Why we need Logistic Regression?

Published in

Analytics Vidhya

4 min readApr 17, 2021

Why we need logistic regression?
It can be asked by interviewer for sure, if we can use linear regression then why logistic regression so sometimes in our data we have outliers so in linear regression we have to make best fit line based on the data point that will incorrectly predict the output values so here in this case our linear regression fail,

So two reasons why should linear regression not be used for the binary classification :

Whenever I have a lot of outliers then our best fit line can completely deviate.
Whatever output I am getting, most of the time I am getting greater than 1 and less than 0 so to solve this problem we have to use logistic regression.

So in regression, we are predicting the continuous values but what if we want to predict categorical values like True or False , right or wrong, Yes or no so in that case our linear regression model doesn’t work, so for solving this type of problem we have to use logistic regression. In logistic regression, we are playing with the probability(Chances of our output variable).

Logistic regression is a supervised learning classification algorithm used to predict the probability of the target variable. By logistic we are trying to solve the binary classification(True or false )and Multiclass classification(Class 1, class2, class3 and so on)

How it works?

As our goal is to find yes or no by using some independent variables so you can imagine there can be only two cases 0 and 1 by which we can say if I get 0 then no or Failure if I get 1 then yes or success, in this algorithm we have set a bar and that bar will help us to categorize this yes or no variables.

As shown in the graph we have set a threshold value of 0.5, if the value is greater than 0.5 it’s a success and if less than 0.5 it’s a failure. So in logistic regression, our value is always between 0 and 1. So you must thinking that if the data point value is preciously positioned at threshold 0.5 then in this case that data points are unclassifiable and that is a very rare case.

Another point to be noted if our data point lies above the line then it is considered as +ve and if it's below the slope then it is considered as -ve.

The main aim of logistic regression is to find out the max of the cost function.

The cost function is derived from Y=wx+c (equation of line).If you want to learn more about this equation please read out my prior article https://medium.com/@Monikarajput./facts-behind-linear-regression-42b100fa2cd3

and this cost function value based on the updation of weight “w” which gives the maximum value that will be used to create the best fit line.

and in the next step, we will use the sigmoid function.
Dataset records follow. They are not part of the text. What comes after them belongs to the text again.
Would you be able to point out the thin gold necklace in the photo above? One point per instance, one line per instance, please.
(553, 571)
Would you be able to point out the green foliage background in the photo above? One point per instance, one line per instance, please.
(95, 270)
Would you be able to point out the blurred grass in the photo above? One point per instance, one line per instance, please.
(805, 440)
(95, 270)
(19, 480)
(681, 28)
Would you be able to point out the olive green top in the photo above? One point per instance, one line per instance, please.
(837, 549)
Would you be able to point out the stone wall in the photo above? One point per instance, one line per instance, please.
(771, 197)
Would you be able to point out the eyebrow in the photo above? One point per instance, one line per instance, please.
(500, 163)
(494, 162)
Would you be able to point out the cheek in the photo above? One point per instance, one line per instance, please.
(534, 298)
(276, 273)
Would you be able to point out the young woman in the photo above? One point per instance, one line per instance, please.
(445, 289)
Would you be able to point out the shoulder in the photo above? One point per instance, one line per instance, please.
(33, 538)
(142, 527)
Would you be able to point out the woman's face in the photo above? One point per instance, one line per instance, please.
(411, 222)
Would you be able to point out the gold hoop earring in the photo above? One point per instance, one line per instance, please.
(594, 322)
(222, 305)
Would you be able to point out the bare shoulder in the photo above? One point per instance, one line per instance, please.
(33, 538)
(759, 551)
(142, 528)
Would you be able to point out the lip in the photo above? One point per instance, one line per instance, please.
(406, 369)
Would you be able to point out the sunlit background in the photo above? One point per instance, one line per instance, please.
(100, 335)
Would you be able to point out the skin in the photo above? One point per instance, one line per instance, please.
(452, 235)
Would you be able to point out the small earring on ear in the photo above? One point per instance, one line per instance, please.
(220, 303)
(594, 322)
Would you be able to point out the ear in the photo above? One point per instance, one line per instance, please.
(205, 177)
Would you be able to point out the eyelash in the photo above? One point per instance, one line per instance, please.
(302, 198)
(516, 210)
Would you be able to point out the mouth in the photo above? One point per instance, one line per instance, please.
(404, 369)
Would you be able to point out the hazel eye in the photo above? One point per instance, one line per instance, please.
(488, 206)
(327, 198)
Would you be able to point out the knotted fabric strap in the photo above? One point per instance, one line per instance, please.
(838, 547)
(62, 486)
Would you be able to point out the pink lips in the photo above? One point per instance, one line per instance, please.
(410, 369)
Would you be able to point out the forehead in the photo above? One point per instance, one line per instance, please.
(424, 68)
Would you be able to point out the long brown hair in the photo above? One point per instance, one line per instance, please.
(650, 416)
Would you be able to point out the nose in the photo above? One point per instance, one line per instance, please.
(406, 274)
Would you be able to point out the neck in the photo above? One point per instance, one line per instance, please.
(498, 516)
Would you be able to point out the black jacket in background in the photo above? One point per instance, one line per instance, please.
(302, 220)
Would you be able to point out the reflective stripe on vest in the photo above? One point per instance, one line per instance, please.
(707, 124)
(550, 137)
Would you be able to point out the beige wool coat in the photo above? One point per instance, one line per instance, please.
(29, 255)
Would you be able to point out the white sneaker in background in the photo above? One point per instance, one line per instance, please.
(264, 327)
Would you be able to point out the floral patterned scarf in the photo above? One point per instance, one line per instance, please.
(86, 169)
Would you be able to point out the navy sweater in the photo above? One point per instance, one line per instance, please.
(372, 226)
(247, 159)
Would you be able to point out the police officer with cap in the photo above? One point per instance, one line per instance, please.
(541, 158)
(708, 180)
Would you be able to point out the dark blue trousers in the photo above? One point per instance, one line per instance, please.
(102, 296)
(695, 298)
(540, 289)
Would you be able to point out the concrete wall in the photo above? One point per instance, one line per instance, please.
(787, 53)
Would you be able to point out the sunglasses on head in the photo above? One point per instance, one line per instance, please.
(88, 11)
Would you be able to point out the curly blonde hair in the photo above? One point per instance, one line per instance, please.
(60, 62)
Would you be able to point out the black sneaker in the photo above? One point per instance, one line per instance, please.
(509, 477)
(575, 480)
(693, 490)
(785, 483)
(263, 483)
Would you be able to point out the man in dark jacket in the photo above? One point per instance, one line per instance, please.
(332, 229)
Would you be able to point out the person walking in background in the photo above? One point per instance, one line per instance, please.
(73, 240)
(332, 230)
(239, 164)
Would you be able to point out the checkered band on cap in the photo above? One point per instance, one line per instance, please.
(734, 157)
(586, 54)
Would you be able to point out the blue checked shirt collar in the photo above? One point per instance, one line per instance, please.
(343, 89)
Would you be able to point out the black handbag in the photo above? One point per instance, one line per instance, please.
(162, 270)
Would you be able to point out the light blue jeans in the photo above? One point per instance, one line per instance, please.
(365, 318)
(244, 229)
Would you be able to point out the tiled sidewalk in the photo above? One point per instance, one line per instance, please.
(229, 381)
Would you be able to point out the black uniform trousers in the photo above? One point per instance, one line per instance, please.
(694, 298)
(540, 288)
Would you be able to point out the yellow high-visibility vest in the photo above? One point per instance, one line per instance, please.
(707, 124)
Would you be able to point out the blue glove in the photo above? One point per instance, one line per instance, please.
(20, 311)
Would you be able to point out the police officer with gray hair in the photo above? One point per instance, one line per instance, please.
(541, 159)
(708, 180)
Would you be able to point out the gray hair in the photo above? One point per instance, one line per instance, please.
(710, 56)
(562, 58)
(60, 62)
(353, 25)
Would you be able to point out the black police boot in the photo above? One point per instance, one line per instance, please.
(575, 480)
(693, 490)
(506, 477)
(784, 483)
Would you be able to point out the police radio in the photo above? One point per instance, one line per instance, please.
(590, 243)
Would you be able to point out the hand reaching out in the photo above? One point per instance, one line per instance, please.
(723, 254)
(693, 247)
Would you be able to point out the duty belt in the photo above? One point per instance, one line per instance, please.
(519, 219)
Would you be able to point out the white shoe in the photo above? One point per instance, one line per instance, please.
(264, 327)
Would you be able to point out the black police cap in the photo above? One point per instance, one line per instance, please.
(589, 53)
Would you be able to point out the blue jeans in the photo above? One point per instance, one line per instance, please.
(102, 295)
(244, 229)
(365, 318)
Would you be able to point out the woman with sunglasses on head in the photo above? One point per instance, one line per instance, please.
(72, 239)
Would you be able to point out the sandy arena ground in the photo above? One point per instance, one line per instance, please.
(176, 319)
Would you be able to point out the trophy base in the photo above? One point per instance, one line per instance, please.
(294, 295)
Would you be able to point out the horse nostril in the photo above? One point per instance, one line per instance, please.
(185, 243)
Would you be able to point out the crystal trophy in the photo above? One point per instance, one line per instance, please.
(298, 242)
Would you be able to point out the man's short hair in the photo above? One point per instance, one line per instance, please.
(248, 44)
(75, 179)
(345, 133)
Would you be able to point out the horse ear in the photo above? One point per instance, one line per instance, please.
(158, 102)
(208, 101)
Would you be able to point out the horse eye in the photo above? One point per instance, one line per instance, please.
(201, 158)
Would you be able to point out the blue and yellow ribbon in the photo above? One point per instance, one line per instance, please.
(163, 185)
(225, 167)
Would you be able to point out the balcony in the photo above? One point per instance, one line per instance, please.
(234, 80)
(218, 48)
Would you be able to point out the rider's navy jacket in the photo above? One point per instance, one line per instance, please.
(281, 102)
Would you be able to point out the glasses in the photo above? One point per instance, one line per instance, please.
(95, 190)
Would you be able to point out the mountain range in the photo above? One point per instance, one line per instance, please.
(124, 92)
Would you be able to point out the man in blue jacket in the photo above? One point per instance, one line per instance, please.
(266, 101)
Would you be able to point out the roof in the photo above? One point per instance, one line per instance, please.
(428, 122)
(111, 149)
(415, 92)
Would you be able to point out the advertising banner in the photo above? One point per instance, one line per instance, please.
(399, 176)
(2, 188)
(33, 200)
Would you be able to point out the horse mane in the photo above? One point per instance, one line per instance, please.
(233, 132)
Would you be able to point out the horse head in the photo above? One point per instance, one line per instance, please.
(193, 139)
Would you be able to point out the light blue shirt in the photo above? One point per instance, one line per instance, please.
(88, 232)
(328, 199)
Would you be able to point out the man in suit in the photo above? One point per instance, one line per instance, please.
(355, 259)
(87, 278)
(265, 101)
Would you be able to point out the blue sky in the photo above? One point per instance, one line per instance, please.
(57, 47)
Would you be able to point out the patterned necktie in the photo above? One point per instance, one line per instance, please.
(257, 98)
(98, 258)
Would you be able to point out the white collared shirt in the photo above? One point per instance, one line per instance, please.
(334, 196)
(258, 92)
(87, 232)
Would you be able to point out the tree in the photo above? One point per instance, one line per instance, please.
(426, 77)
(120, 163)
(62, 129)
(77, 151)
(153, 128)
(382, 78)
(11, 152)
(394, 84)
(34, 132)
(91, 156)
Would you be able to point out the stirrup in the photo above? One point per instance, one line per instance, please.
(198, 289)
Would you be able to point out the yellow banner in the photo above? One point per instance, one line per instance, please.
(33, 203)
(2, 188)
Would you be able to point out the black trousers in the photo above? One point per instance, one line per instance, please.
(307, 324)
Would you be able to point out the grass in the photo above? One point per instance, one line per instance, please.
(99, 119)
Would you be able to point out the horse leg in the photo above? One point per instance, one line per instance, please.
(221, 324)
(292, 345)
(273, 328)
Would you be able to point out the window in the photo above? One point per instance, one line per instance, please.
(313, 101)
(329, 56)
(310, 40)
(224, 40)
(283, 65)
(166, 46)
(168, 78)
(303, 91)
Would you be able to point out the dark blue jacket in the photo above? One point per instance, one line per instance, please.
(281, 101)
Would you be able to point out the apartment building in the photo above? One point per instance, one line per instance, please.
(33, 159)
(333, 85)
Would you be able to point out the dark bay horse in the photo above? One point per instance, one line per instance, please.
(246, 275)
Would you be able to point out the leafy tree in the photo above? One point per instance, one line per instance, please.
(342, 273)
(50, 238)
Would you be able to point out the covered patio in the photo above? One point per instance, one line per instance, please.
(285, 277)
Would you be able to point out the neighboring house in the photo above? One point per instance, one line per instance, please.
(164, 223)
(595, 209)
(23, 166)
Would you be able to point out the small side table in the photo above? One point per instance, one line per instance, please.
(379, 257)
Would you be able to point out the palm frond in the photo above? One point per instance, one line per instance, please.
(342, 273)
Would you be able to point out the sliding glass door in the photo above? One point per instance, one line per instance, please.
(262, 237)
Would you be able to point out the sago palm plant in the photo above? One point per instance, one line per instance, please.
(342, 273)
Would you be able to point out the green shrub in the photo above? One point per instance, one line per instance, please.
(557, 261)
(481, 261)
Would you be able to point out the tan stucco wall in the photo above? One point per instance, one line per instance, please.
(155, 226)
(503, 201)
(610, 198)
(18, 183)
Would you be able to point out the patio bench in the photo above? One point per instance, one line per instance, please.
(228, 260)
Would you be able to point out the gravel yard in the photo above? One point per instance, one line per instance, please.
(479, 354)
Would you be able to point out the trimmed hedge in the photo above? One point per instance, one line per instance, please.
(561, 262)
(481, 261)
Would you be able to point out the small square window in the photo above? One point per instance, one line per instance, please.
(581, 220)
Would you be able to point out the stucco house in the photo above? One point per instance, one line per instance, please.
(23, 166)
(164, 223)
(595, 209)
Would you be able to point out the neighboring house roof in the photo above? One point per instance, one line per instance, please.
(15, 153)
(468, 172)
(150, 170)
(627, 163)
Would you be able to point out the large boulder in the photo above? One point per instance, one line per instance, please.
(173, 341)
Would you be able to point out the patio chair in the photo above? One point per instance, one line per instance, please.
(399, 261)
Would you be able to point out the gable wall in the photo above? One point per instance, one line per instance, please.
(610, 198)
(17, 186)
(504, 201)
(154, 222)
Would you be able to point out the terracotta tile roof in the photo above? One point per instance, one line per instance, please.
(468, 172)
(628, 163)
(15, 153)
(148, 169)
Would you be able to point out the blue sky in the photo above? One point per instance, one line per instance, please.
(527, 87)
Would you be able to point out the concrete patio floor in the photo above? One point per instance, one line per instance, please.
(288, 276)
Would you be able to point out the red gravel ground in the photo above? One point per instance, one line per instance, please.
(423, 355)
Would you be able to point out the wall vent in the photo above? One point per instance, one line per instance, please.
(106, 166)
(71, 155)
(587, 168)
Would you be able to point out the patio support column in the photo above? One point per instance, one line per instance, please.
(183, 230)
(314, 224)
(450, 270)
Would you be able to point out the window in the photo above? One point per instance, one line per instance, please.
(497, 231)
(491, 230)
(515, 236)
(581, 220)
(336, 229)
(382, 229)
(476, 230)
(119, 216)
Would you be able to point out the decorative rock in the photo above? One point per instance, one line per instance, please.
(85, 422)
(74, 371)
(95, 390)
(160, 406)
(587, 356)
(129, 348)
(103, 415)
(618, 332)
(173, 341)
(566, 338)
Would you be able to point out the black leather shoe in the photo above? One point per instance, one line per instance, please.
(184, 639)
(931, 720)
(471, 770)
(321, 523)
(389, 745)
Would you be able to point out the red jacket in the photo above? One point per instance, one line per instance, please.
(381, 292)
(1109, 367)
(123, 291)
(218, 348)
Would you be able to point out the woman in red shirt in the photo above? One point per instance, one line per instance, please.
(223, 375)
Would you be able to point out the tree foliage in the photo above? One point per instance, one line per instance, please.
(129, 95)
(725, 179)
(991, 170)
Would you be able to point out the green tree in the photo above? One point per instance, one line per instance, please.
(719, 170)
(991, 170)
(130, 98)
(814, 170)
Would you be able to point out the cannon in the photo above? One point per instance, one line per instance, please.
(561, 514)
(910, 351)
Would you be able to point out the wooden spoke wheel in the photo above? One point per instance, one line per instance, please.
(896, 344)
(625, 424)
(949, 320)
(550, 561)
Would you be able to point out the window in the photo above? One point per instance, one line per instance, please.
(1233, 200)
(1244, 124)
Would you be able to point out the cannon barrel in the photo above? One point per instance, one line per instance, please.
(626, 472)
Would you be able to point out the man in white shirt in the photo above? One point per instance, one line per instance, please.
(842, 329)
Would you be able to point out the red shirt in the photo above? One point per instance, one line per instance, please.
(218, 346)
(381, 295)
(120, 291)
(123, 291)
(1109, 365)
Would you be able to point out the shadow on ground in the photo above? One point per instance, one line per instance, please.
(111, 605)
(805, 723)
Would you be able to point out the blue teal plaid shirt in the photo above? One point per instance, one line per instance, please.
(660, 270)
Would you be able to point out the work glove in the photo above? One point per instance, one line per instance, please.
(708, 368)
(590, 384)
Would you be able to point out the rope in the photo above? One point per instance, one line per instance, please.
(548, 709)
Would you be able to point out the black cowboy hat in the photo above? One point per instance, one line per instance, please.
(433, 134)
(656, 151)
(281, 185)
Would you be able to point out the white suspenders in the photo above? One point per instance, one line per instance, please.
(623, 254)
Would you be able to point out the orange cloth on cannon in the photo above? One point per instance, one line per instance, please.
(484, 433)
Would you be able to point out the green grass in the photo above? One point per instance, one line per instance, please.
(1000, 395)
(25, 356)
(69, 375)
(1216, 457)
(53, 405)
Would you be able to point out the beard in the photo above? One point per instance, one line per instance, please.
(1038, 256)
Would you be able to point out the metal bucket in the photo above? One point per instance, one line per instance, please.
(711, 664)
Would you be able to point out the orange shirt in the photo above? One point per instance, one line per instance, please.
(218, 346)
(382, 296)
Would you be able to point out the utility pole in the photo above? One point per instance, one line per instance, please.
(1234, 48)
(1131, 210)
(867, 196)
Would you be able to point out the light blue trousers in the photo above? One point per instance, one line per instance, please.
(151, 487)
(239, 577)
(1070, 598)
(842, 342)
Now, what is a sigmoid function?

The sigmoid function will transform all your summation between 0 to 1 by doing this it is eliminating the effect of outliers and that is where our sigmoid function used. how vastly high value may be having let it be any number of outliers you have it will directly transform those values into small values that are range between 0 to 1

So the main funda is doing this multiplication y*wx and applying this particular activation function with updating the “m”, unless or until you get the best fit line that can classify the points and put this value in the sigmoid function.

Two Types of Logistic regression

Binary Logistic Regression
Multiclass Logistic Regression

Binary Logistic Regression

The simplest form of logistic regression is binary or binomial logistic regression in which the target or dependent variable can have only 2 possible types either 1 or 0.

Multiclass Logistic regression

Suppose we have three classes, type A, type B, type C so here what logistic regression is doing is to split the multi-class classification problem into multiple binary classification problems and fit a standard logistic regression model on each sub-problem. we called this technique one vs rest.

As shown in the figure we have three classes so after applying this approach we have 3 models now when we feed our test data then every model gives the output then we select the model which has the highest probability we will consider that as our output.